I decided to share with all n-ost members (or conference participants) my personal list of digital resources and bookmarks. I’ve never shared it with groups before, but I felt that some colleagues may find useful somehow.
Not all my bookmarks are listed here. I left some out. I did so to because too many (the list was a little bit over 2000 entries) could lead to confusion. If you happen to have a need exactly in one of those subjects, please reach me. The following subjects were left out:
Code and advanced user solutions (includes mostly public APIs)
Academic and research studies
OS specific tools and resources
Torrents and startup resources
Social Media monitoring resources (most of it)
Maybe not all URLs are working, If there is one you need, please reach me. Some of them may also not be perfectly neutral (like the “Global Terrorism Database”), so please don’t judge me over the contents of this list. Even some “biased” databases can be useful (if you approach them with the adequate skepticism).
It is likely that some or more of these items leave you in doubt. If that’s the case, please let me know and we can chat over Skype or another digital screen. I’ll be glad to help to deploy some of these tools or troubleshoot anything/. This is my e-mail
these are general tools to create your own blog. I recommend WordPress as they scale well (depending on how much you’ll need from hosting) and have dozens of thousand plugins that will allow you to do almost anything (including some complicated features involving payment or encryption)
Stop Link Spam Bots: this allows you to convert your e-mail (or any email) to a browser coding, so bots won’t harvest the emails you put on the site to allow spam (bots look for chunks of text with an “@“ to get emails). In a nutshell, you can put your e-mail on a site without the risk of having it ending on a spam list.
These databases are not definitive in many subjects so in doubt, check it against a second one. Please also have in mind that this is a list that I have been compiling during the last 20 years, so some of them may not be updated (I’ve already passed them through a filter to check dead URLs. But some may still be hidden…)
Google Dataset Search: aggregates stats from public bases. It cab be handy, especially if you dig in unusual POVs
Wickr– this is an encrypted messenger. If you need to talk to someone and really needs to be safe, it does the job. It may work even in countries with some kind of restriction).

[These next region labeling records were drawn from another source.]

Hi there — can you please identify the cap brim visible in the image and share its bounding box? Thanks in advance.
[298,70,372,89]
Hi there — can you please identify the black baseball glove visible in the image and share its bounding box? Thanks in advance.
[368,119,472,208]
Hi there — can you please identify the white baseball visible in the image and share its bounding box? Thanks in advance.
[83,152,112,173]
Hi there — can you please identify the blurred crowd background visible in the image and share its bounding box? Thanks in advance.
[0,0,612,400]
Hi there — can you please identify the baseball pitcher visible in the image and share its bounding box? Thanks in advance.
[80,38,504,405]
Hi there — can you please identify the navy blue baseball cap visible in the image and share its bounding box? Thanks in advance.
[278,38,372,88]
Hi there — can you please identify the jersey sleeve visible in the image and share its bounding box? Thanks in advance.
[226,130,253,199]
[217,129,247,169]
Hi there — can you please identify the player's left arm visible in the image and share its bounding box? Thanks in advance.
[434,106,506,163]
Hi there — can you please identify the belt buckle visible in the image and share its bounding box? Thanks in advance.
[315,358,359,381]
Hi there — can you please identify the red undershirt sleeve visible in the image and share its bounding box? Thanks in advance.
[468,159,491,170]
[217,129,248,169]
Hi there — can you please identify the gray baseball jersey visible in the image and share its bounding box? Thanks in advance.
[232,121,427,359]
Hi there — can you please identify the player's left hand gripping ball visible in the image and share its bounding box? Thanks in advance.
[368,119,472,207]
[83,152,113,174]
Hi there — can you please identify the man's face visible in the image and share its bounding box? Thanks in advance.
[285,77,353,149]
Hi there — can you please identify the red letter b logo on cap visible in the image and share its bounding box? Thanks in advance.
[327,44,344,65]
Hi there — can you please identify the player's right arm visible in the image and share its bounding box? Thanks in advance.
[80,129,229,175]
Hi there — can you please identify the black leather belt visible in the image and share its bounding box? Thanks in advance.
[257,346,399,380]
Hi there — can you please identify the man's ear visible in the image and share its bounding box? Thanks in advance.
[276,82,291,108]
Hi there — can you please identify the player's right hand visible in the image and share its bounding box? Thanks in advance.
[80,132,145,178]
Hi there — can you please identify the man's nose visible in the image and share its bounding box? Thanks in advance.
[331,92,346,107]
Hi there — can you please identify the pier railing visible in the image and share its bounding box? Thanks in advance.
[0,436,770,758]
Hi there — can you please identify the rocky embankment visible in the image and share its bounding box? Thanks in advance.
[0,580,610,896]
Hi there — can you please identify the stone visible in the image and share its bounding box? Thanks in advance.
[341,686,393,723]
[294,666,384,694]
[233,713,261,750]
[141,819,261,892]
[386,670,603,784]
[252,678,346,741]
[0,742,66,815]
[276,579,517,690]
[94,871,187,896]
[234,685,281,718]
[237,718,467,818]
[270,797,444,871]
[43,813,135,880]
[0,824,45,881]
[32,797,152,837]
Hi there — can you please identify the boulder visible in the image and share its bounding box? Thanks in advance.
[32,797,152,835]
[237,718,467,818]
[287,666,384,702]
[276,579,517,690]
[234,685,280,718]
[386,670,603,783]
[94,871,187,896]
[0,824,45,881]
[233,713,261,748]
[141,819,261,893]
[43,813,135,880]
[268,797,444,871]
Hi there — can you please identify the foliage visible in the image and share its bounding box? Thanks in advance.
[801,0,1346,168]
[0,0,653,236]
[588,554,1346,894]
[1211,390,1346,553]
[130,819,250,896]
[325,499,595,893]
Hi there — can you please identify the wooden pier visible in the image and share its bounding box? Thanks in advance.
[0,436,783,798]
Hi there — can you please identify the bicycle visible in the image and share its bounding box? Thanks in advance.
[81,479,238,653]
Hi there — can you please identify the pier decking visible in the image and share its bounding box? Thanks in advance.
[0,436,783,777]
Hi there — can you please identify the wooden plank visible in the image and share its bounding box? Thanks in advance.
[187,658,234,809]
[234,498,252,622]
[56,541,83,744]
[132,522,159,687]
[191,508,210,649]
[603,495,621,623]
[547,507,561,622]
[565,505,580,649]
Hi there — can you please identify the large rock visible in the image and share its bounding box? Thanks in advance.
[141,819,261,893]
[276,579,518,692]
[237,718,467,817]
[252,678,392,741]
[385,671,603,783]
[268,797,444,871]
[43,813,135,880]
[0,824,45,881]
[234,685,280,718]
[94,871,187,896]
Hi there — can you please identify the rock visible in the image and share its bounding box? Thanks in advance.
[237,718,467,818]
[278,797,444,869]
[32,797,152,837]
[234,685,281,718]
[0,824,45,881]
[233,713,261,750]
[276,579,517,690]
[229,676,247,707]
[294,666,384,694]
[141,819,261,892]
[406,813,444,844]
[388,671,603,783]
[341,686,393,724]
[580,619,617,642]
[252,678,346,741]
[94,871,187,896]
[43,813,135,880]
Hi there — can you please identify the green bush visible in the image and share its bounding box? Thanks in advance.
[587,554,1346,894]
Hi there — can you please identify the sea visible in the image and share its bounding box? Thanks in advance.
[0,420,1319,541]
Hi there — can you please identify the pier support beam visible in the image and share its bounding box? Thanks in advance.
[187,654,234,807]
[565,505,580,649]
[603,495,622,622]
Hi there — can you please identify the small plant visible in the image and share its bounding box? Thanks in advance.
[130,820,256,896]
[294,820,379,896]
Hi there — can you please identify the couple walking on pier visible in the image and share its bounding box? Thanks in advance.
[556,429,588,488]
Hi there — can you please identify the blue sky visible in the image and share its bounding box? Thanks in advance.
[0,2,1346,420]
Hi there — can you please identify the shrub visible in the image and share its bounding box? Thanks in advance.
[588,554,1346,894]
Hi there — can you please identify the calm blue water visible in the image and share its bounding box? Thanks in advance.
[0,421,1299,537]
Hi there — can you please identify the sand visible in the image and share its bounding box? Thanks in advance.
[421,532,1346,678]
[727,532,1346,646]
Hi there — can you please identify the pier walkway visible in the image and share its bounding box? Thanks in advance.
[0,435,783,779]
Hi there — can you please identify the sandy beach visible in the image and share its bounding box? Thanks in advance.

It allows you to set a time for your messages so after the message is read, it destroys itself.
Open Source apps: this is a list I’ve never made to the final and not tested nearly 10%. The good thing here is that if you have a problem, it’s very likely that you won’t be the first and it’s quite likely some nerd somewhere in the world already did you a favor.
1Passwordand KeepAss:password managers, the first paid, the second not. If you have to manage loads of passwords, it’s mandatory. If you need extreme privacy, go for KeepAss.
Alfred:it’s a tool that allows you to do thousand s of things straight from a command aline, like pasting text without formatting, translating, checking weather, and much much more. Paid, but by far the application I use the most.
CopyClip: it’s a clipboard manager (you can have dozens of content after the “Crtl-Copy” to paste however you are. Windows and Linux also have versions like.
VPN: if you work as a professional journalist, indispensable. If everyone had an idea of how much your activity is being monitor. I use Ghost VPN, but there are many valid options. To get proper protection, it’s worth paying for it (a few euros per month).
General tools for journalists. Most of them are free. If you have some special request, just let me know.
Creative Commons and Copyright free (or almost) content
Content for free use under Creative Commons licence: CC is an amazing bucket of copyrighted free content. Be alert to what each specific license allows you to. Not every content is licensed the same way and you may infringe legal rights.